The School of Art is pleased to announce that artists and collaborators Dana Bishop-Root and Ruthie Stinger will teach the contextual practice component within the MFA program for the 2019-20 academic year. Unique among its peers, the MFA program at CMU’s School of Art weaves contextual practice into the fabric of its curriculum, guiding students to expand the role of art in the public sphere and engage with new contexts and communities.
Through their longstanding collaborative practice, Bishop-Root and Stringer engage with the ways art exists within a local context. Challenging the dominant discourse of arts economies as a means to “revitalize” communities, their work acknowledges the complex and often traumatic histories of place, celebrates the existing wealth and knowledge of their neighbors, and uses their position between their neighborhood and the larger art world to expand and connect both discourses.
Bishop-Root and Stringer live and work in the neighborhoods of Braddock and North Braddock, both of which have rich and complex histories including countless immigrant journeys, organized labor movements, Civil Rights struggles, as well as more recent histories of de-industrialization, governmental neglect, environmental racism, and the resultant economic and public health challenges.
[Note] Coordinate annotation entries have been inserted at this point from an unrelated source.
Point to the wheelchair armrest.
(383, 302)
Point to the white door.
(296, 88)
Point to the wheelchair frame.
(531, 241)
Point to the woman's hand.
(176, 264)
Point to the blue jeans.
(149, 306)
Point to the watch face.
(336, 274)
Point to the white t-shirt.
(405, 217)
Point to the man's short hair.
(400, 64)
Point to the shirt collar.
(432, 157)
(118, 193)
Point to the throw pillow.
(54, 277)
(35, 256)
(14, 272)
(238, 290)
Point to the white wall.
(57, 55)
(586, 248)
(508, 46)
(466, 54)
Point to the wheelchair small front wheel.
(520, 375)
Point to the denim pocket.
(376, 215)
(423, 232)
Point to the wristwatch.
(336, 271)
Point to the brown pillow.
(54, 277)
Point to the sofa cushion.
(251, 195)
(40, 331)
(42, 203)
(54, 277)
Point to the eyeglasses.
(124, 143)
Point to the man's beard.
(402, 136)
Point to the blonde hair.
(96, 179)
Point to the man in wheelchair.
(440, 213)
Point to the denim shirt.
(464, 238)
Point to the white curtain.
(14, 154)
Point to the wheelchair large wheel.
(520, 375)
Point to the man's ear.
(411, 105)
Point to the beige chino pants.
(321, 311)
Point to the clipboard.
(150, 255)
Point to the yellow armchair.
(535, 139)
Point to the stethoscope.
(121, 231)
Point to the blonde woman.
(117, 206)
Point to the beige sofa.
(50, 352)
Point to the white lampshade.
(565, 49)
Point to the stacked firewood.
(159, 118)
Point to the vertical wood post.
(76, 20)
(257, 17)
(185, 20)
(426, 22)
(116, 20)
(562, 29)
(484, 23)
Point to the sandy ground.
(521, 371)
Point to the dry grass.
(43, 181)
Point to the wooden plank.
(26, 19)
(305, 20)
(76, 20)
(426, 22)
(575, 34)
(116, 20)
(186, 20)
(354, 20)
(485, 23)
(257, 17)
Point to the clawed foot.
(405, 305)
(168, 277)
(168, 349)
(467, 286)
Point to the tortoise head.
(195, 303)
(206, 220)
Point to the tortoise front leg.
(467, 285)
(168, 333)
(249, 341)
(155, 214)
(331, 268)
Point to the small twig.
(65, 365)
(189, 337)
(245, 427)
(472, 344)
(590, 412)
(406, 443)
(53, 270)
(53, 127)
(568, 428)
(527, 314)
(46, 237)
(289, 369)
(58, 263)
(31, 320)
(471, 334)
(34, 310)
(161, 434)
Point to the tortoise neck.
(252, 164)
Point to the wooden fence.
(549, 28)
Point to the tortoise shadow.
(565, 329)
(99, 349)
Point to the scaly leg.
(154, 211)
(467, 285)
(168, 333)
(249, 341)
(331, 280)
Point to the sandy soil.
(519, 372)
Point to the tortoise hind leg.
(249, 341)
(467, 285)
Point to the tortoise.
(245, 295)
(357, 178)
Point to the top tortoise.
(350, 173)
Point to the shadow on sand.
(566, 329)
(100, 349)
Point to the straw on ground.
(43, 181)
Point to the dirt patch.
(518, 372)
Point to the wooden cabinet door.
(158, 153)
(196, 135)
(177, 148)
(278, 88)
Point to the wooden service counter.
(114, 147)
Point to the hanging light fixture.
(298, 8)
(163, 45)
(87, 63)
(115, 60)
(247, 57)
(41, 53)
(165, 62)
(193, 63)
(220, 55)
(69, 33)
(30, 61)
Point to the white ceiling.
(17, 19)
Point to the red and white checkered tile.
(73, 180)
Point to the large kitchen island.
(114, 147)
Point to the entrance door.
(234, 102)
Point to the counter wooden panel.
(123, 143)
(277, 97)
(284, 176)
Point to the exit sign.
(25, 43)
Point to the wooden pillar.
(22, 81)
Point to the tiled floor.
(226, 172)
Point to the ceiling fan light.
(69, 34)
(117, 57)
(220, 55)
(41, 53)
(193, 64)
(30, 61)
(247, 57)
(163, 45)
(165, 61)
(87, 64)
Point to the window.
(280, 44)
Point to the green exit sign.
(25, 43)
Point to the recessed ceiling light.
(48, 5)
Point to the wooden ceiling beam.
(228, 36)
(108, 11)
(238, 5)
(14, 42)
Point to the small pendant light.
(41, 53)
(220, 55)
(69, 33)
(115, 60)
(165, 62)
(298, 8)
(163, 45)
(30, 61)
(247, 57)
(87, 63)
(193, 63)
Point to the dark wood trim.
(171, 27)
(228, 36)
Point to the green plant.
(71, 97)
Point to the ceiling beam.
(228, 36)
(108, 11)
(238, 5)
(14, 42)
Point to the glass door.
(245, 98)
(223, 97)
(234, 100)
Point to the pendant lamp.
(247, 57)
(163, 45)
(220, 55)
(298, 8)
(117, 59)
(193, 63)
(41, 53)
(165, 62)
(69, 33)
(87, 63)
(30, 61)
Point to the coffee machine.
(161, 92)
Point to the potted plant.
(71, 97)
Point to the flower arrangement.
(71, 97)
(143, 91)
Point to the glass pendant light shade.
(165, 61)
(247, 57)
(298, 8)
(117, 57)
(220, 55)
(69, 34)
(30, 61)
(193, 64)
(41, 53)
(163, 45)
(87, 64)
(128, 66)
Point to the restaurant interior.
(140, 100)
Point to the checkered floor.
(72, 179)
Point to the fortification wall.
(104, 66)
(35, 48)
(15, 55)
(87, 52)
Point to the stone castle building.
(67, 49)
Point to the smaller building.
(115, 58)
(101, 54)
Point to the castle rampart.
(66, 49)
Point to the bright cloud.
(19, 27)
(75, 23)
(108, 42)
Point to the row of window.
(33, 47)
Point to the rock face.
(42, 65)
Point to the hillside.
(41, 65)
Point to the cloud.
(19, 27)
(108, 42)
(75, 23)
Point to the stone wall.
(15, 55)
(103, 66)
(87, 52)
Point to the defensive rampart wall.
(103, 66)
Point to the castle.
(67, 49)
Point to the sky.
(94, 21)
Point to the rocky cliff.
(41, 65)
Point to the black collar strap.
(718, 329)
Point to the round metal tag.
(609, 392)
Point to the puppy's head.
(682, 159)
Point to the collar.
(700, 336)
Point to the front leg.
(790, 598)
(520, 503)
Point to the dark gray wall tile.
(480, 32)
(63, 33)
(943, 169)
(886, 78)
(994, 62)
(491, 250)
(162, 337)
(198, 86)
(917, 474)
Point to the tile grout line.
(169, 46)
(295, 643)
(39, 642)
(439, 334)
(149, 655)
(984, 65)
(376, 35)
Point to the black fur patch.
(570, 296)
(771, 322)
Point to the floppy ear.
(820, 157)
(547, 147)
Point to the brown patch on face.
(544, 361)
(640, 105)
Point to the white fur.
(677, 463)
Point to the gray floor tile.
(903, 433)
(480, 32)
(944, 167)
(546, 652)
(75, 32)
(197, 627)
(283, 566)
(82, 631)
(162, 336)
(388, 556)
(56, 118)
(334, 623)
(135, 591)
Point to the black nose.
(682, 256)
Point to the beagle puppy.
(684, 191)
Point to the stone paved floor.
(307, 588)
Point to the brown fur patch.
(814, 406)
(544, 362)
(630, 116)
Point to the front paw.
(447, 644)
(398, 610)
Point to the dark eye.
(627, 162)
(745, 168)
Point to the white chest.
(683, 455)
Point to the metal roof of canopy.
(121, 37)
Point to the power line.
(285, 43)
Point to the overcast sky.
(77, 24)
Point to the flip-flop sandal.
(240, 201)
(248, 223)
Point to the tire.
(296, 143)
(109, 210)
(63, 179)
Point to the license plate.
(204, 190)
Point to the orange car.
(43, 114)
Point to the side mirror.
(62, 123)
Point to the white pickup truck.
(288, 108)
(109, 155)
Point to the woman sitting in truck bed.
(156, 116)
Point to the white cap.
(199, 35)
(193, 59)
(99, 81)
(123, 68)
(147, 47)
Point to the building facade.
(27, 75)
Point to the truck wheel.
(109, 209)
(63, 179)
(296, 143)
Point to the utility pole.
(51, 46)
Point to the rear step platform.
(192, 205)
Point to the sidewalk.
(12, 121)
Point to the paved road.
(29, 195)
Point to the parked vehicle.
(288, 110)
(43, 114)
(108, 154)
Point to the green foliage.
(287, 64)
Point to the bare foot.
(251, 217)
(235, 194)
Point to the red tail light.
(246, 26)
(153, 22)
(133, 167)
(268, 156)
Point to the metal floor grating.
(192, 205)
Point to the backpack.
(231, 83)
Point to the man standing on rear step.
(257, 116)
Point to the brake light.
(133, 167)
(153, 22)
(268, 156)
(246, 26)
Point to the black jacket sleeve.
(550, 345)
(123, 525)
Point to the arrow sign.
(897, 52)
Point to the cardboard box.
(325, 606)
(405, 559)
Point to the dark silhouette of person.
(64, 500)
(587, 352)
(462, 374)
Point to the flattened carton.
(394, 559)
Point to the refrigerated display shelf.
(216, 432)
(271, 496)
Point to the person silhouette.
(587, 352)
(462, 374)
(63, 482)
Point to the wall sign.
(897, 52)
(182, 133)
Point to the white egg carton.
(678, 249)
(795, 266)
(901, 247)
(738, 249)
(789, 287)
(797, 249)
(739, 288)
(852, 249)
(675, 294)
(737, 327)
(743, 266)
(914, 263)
Among other engagements in their communities, for the past decade, Bishop-Root and Stringer have worked inside and in relationship to the Braddock Carnegie Library. In 2009, in collaboration with the Library, they opened the Neighborhood Print Shop, a screen-printing and design studio. Not only does the space provide studio and professional resources, the Print Shop provides a space for the exchange of knowledge within the community.
The Art Lending Collection, which they opened in 2013, makes over 200 artworks available for checkout for members of the Braddock Carnegie Library. This collection aims to contain a multiplicity of perspective through the work of several paid Art Lending Facilitators, hired from the library’s service area. This team chooses artwork, pursues research, assists patrons in selecting artwork, and develops related arts programming.
For the contextual practice component of the School’s MFA program, Bishop-Root and Stringer will continue their work with libraries, situating a course within the context of the Carnegie Library of Pittsburgh, Oakland branch and the Braddock Carnegie Library. Graduate students will consider the library—both in concept and concrete reality—as material and form for their existing practices, as well as a site of research and exhibition.
“Library users are engaged in research that is different, but as vital, as the research that happens in academic institutions,” said Stringer. “Library users are accessible to each other as they access ideas and create new knowledge.”
“The MFA program at Carnegie Mellon University is truly interdisciplinary,” said MFA Program Director Jon Rubin. “Not only do we encourage students to break down borders between academic disciplines within the university, we challenge students to look outside academia. Dana and Ruthie’s vital approach to art making will inspire students to reimagine the artist’s role in society and expand their understanding of what it means to be an artist within our contemporary condition.”
Bishop-Root and Stringer hold a collaborative MFA degree from Portland State University in Art and Social Practice. In addition to their ongoing projects within Braddock and North Braddock, their work has been shown at the Museum of Contemporary Art Cleveland, the Museum of Contemporary Art Detroit, the Carnegie Museum of Art, and the Mattress Factory, among others.